06/11/2012

China is trying to force 1.2 million nomads of the People's Republic to settle until 2015

Ancient nomadic ways of life are threatened with extinction:

The Society for Threatened Peoples (STP) in Göttingen sharply criticizes the Chinese government's plans to force at least 1.2 million nomads in the People's Republic to settle until the year 2015. "If the nomads are forced to settle in newly built villages, an age-old way of life will arbitrarily be destroyed", said the STP's Asia-consultant, Ulrich Delius, on Tuesday. In a petition submitted to the UN Human Rights Council in Geneva on Monday, the STP warns that many nomads will become alms-receivers because the authorities are deliberately destroying their basis of existence. At the end of May 2012, China's government had passed the "Twelfth Five-Year Plan", according to which 246,000 nomadic families in Tibet, Inner Mongolia and Xinjiang are supposed to be forced to settle until the year 2015.

In the petition, the STP emphasizes the fact that – after a visit to China in January 2012 – UN Special Rapporteur on the right to food, Prof. Olivier De Schutter, advised China not to force the nomads to settle. Such a move would violate both international law and international conventions such as the Convention on Economic, Social and Cultural Rights and the Convention on Biological Diversity, which were also ratified by the People's Republic. Also, their food supplies would be affected. "The nomads could no longer live off their animals – and the new villages offer neither a sufficient infrastructure nor jobs for the new settlers, not even in other economic sectors," said Delius. "Hopelessness is spreading among the nomads. Some of them committed suicide by self-immolation – just most recently, on last weeks Wednesday, a mother of three children."
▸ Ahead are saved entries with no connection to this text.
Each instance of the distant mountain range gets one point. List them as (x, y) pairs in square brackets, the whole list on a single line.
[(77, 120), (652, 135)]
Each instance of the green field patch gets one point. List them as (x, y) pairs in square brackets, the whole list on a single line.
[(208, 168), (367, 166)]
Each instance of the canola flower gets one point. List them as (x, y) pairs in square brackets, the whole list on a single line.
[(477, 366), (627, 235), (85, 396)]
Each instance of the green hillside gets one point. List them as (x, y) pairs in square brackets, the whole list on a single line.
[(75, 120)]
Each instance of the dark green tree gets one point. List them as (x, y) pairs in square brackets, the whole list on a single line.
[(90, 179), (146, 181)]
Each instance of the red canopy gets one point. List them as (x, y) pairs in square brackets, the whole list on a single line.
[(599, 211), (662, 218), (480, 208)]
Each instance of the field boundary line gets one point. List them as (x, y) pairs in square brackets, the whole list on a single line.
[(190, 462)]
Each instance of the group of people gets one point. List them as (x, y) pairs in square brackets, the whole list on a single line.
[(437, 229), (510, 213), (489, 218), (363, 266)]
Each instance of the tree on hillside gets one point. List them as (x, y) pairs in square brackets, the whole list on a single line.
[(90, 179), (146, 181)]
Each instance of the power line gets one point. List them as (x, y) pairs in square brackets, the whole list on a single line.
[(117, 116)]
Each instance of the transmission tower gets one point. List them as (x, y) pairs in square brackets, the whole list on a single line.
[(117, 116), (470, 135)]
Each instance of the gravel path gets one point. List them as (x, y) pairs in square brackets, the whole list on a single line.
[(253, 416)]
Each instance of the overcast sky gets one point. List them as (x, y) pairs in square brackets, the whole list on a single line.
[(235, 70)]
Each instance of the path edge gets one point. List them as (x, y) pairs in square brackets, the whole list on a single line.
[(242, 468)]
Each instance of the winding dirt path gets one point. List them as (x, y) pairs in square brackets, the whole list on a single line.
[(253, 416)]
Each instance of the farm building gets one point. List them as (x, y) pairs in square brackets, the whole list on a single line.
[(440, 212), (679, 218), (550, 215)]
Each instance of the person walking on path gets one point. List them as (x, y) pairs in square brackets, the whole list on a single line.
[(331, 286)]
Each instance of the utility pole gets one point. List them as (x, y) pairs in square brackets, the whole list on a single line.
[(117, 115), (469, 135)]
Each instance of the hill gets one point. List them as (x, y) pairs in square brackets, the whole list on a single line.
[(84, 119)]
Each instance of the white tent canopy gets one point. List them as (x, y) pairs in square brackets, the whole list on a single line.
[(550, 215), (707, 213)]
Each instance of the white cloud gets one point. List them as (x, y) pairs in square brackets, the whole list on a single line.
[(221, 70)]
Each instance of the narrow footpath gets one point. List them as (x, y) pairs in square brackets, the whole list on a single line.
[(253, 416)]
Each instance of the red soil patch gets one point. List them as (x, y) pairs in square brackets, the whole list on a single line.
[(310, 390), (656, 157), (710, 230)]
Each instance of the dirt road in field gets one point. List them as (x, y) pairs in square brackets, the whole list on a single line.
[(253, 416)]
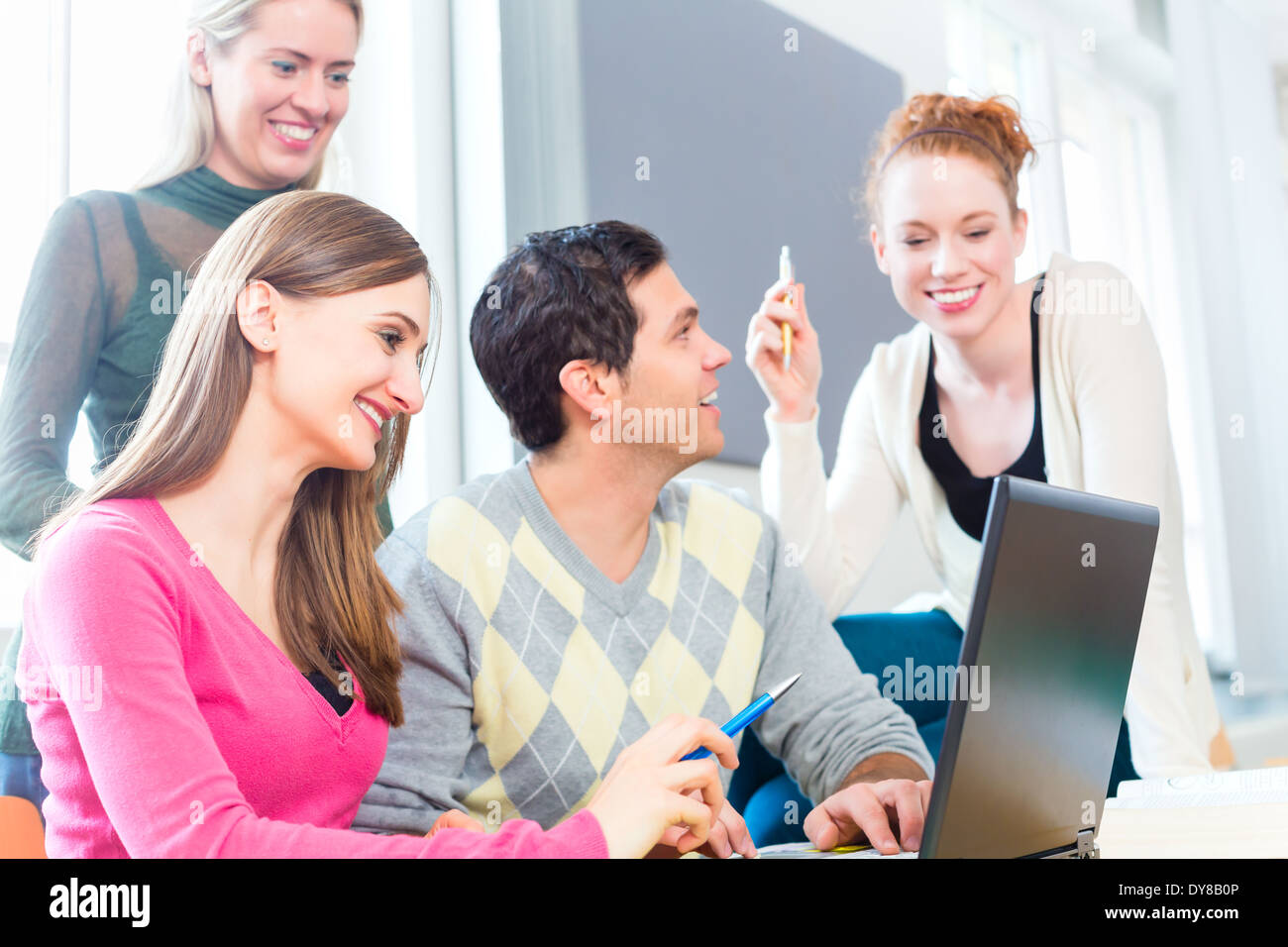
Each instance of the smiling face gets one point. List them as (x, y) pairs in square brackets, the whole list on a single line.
[(334, 367), (674, 365), (278, 90), (948, 243)]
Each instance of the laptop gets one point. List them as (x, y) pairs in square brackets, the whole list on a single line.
[(1054, 618)]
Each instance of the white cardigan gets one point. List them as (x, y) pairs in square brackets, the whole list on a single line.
[(1106, 431)]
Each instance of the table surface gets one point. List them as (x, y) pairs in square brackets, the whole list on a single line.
[(1206, 831)]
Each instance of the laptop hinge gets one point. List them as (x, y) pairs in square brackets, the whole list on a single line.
[(1087, 847)]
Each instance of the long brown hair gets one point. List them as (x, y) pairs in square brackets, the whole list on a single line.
[(329, 589)]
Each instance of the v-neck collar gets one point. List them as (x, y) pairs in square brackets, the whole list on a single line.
[(621, 596), (342, 723)]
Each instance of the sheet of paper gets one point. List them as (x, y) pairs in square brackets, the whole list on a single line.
[(1234, 788), (805, 849)]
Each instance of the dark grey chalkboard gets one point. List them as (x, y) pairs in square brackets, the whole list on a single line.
[(748, 147)]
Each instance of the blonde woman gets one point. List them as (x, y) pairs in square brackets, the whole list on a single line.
[(183, 602), (263, 86), (1054, 377)]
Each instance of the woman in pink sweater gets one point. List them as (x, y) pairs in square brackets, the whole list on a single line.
[(209, 665)]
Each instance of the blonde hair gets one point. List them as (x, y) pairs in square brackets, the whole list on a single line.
[(191, 111), (329, 590), (936, 124)]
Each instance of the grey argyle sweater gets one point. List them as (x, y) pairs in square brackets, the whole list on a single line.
[(528, 671)]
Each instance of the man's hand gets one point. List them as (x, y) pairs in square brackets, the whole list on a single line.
[(454, 818), (871, 810), (728, 835)]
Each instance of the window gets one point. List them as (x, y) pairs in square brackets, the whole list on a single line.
[(93, 118), (1099, 192)]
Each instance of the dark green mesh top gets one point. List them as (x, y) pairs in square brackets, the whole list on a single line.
[(99, 303)]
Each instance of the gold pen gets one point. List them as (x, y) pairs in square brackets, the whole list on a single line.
[(785, 272)]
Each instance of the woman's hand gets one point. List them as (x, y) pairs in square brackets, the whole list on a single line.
[(645, 792), (794, 393), (454, 818)]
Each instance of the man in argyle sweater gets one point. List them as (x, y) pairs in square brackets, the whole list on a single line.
[(558, 609)]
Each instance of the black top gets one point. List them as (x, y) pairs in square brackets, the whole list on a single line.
[(339, 702), (967, 493)]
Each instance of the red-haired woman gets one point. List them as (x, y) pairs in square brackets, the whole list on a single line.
[(1055, 377)]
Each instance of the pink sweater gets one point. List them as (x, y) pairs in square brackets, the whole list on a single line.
[(170, 725)]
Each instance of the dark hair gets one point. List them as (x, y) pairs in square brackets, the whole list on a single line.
[(558, 296)]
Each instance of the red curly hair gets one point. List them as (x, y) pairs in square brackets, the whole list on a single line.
[(992, 120)]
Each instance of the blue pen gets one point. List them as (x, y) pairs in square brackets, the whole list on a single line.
[(755, 709)]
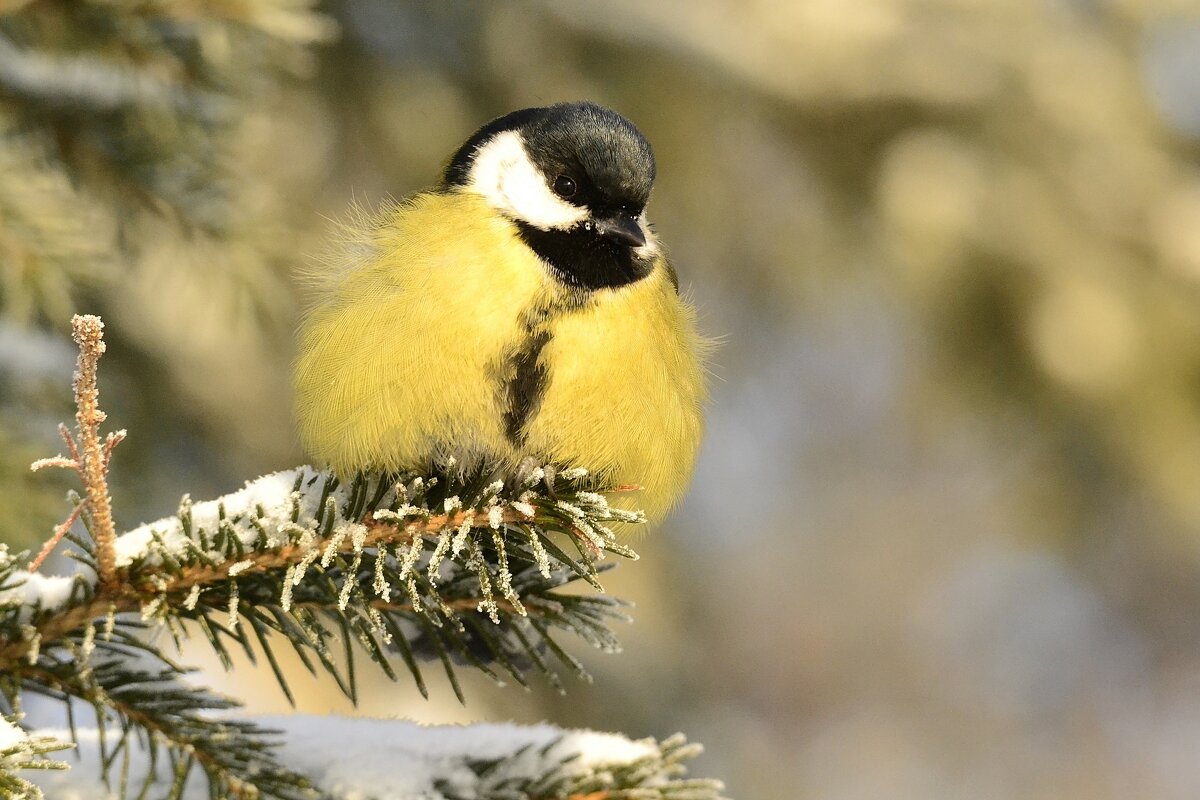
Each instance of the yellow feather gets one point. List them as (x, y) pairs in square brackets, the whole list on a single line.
[(402, 358)]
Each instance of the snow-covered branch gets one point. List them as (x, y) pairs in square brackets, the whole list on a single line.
[(389, 759)]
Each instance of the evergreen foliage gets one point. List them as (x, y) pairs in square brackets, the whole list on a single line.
[(456, 566)]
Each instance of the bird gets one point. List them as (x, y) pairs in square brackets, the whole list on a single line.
[(521, 310)]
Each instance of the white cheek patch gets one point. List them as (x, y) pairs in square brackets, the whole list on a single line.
[(503, 173)]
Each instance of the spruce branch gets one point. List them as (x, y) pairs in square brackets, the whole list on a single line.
[(451, 566), (22, 751)]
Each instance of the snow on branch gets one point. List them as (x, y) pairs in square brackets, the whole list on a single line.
[(388, 759), (456, 566), (22, 751)]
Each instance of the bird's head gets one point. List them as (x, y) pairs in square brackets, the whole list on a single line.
[(574, 179)]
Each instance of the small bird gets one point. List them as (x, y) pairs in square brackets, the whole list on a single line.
[(520, 308)]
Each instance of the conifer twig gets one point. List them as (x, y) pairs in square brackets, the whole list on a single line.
[(89, 334), (89, 456)]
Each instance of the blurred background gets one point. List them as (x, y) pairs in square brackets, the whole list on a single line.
[(945, 535)]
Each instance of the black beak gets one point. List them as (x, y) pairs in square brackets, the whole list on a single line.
[(624, 229)]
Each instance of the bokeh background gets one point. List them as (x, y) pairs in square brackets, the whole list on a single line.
[(945, 535)]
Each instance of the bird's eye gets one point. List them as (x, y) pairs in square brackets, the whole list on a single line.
[(564, 187)]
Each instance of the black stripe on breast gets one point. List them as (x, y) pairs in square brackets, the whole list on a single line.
[(527, 380)]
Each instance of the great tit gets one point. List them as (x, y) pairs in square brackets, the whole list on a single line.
[(520, 308)]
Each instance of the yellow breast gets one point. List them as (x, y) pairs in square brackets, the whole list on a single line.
[(625, 392), (408, 353), (396, 360)]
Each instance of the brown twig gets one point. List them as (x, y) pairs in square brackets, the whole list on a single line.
[(89, 334), (89, 457), (52, 542), (124, 596)]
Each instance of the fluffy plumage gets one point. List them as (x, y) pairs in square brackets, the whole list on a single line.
[(492, 319)]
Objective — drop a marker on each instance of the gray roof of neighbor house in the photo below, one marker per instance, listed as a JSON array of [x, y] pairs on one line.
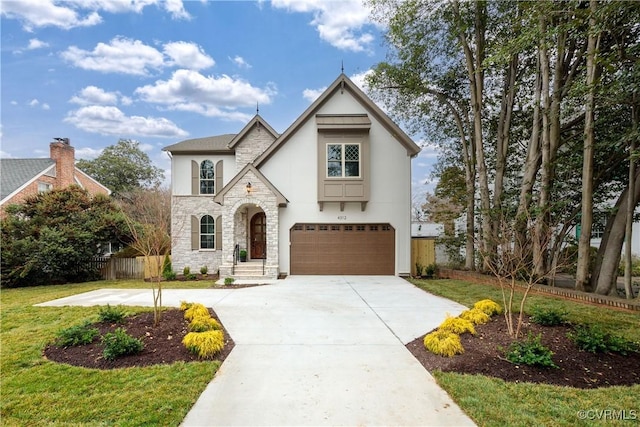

The Chinese government justified the proposed settlement with environmental concerns, as the herds of the nomads allegedly cause desertification. But even Chinese scientists now admit that the advance of deserts can only be fought effectively if the cattle occasionally graze on the remaining grasslands. If the Chinese authorities do force the nomads to settle and make them use certain grazing-areas for decades, the desertification will even increase – because then the former nomads would let their animals graze there until no vegetation is left and even the roots of the plants are destroyed. A forced settlement of the nomads would therefore cause new ecological problems.